Sifflé sur le podium, Lavillenie craque

Le podium du saut à la perche a été une nouvelle épreuve pour le Français. Sifflé, marqué, il a versé de chaudes larmes. Ses critiques vis-à-vis du public n’avaient pas été digérées.

A Rio de Janeiro

Stade olympique. Même endroit, moins de 24 heures après un concours de saut à la perche totalement fou, le plus haut de l’histoire des JO, se déroulait la cérémonie de remise des médailles. Visage de craie, mâchoires serrées, Renaud Lavillenie redoutait le moment où il lui faudrait grimper sur la deuxième marche. Appelé par le speaker il a, comme la veille, essuyé les sifflets. Objet du courroux du public ses déclarations enflammées visant des spectateurs partisans. La mécanique des sportifs de haut niveau est une addition de mystères insondables. Un seul grain de sable peut enrayer ces machines de haute précision. En 2000, à Sydney, tête d’affiche de la délégation française, Marie-José Pérec, avait, oppressée, quitté les JO avant le début de la compétition…

undi, c’est sûrement la combinaison d’un ensemble de phénomènes (pluie, vent, incertitude quant à la tenue du concours finalement lancé, poids d’un titre à défendre et émergence d’un rival porté par l’insolence de la réussite) qui a perturbé le champion français, plus que les sifflets, même s’ils ont cristallisé son ressentiment sous le coup d’une déception foudroyante. Ce soir-là, à peu près à la même heure, à quelques kilomètres du stade olympique, d’autres Français, volleyeurs, ont perdu contre des Brésiliens un match couperet. Dans une ambiance inimaginable dans une enceinte en France. Une ambiance qu’on peut juger excessive, limite parce que trop partisane ou festive et joyeuse parce qu’elle a fait de la rencontre un match à part. Un moment dont on se souvient. La déception brûlante, aucun des joueurs français (certains étaient en larmes) n’a voulu faire peser le poids de la défaite et de l’élimination sur le rôle joué par le public. Parce qu’ils n’avaient pas ressenti de menaces physiques ou psychologiques (ce que Lavillenie dit avoir encaissé) comme certaines arènes turques ou grecques savent en faire peser sur des équipes de passage.

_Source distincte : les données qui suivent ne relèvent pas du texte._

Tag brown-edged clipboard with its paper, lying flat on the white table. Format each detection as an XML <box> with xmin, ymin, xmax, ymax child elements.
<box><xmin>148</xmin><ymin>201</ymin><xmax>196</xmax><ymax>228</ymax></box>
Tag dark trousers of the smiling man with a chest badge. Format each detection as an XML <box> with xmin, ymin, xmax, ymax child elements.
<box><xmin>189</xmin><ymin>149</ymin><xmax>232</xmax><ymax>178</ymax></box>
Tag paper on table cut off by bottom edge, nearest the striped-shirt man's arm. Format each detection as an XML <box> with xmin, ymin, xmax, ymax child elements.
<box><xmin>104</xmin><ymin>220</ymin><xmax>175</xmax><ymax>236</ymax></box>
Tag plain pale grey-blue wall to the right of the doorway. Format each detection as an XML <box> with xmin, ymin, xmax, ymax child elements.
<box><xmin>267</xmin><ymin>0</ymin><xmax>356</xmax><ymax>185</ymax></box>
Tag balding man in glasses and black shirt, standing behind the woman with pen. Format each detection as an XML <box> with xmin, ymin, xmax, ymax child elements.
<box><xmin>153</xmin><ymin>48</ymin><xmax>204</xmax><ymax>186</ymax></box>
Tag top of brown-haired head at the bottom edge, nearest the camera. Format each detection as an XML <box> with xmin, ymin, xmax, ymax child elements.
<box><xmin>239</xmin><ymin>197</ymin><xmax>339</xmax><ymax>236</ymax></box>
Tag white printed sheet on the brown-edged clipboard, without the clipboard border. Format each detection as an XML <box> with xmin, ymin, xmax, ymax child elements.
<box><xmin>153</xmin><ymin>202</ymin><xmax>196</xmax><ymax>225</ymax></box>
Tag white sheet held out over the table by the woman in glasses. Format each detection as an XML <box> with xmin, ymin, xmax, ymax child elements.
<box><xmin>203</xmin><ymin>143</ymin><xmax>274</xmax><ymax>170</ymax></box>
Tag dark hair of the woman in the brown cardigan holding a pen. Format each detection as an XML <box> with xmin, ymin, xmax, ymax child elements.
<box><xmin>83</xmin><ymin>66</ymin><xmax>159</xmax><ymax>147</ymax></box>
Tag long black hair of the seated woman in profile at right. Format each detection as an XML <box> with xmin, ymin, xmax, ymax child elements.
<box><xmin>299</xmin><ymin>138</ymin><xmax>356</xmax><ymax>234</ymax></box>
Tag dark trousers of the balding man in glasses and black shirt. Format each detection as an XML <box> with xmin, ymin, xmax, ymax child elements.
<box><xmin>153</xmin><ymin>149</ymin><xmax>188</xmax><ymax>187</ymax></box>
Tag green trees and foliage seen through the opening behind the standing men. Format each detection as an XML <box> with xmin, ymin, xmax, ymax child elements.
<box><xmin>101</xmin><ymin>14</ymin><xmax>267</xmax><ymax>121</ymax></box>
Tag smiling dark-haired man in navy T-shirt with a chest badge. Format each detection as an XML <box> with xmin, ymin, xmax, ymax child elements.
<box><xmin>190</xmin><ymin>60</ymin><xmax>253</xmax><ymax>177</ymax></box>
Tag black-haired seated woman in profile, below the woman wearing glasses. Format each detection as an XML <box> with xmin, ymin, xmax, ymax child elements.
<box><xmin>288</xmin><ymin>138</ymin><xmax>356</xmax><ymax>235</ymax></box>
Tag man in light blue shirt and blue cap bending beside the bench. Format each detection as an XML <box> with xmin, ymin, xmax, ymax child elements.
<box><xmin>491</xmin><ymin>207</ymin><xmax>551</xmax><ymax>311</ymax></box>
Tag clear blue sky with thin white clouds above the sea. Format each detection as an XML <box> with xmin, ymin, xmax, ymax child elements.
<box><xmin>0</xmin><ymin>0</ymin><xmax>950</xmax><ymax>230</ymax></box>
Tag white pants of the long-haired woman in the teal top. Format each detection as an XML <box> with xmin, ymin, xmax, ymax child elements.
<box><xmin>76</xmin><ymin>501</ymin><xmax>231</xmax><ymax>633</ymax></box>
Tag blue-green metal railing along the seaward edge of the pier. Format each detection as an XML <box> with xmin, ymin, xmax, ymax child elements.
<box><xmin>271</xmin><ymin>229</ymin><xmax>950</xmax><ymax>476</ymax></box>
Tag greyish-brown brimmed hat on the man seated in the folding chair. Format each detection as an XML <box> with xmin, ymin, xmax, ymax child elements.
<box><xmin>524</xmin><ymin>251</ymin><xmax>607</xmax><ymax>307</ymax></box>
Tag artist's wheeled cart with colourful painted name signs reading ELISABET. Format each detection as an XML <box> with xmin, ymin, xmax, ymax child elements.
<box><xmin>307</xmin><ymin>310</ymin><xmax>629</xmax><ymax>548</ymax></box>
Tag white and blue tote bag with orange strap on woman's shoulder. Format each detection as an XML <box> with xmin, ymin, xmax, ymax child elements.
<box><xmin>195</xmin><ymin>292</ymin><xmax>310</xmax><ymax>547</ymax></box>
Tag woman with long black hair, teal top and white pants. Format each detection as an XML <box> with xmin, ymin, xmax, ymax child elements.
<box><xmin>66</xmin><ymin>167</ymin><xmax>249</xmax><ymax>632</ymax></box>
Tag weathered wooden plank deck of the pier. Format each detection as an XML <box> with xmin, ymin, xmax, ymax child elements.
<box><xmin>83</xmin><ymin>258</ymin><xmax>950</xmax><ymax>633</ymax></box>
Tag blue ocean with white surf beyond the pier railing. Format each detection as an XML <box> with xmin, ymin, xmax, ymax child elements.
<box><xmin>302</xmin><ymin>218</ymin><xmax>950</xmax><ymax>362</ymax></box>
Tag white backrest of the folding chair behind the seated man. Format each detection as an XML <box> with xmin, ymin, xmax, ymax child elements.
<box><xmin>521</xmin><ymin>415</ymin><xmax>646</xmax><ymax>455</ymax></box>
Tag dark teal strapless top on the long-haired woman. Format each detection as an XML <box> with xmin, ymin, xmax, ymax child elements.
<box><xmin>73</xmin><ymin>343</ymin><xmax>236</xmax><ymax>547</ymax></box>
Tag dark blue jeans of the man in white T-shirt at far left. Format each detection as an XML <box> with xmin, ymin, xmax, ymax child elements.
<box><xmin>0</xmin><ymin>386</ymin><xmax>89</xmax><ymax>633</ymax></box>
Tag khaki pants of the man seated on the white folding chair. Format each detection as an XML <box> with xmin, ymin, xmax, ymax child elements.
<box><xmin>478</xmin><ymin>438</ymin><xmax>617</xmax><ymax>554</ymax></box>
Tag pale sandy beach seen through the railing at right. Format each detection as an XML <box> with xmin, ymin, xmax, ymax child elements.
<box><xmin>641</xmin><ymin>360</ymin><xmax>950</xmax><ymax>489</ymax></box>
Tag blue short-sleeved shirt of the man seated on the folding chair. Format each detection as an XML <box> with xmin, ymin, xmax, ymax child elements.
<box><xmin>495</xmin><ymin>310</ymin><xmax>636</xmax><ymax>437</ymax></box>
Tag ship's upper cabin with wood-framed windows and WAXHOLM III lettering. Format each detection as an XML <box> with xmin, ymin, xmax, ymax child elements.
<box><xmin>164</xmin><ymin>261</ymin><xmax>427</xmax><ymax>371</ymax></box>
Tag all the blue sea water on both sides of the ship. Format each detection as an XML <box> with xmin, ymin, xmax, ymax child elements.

Peut-être était-il plus facile pour un groupe de résister à la pression exercée par des spectateurs joueurs et patriotes qu’à un homme seul accroché à sa perche et à un rêve qui filait entre ses doigts. Dans la salle de volley-ball portée à ébullition avant même les premiers points, Laurent Tillie est resté de glace. A la fin de la rencontre, le sélectionneur national a glissé : «J’ai senti beaucoup de respect entre les joueurs et les coaches, c’est une vraie plus-value pour notre sport.»

Les sifflets résonneront longtemps

Il y a fort à parier que Renaud Lavillenie, modèle de compétiteur, regrettait ce mardi, sur le podium, davantage le poids de ses mots que le poids de la défaite car elle fait partie prenante d’une carrière. Il sait, comme les autres champions, résister à toutes les conditions et à toutes les émotions. Lundi, au terme d’un concours presque parfait, il a craqué. C’est humain. Sa peine, lundi soir, n’était pas feinte. Les sifflets résonneront longtemps. En 1980, à Moscou, le Polonais Wladislaw Kozakiewicz devenu champion olympique du saut à la perche en battant le record du monde (5,78 m) avait, large moustache éclairée d’un sourire, asséné un violent bras d’honneur au public moscovite qui l’avait hué. A chacun sa réponse.

Renaud Lavillenie n’a pas été le seul sportif sifflé à Rio. Cela s’est produit à chaque fois ou presque, au judo, au tennis de table… qu’un Brésilien était en compétition. Une rareté aux JO. Mais les spectateurs brésiliens découvrent les JO et leurs rites. Et ils sont ainsi, excessifs, joueurs et patriotes. Renaud Lavillenie a eu la malchance d’évoluer face à un Brésilien porté par les siens. Un jeune champion olympique qui, radieux, a, lui, savouré ce podium dont Renaud Lavillenie, meurtri, ne gardera pas le cliché dans son livre d’or.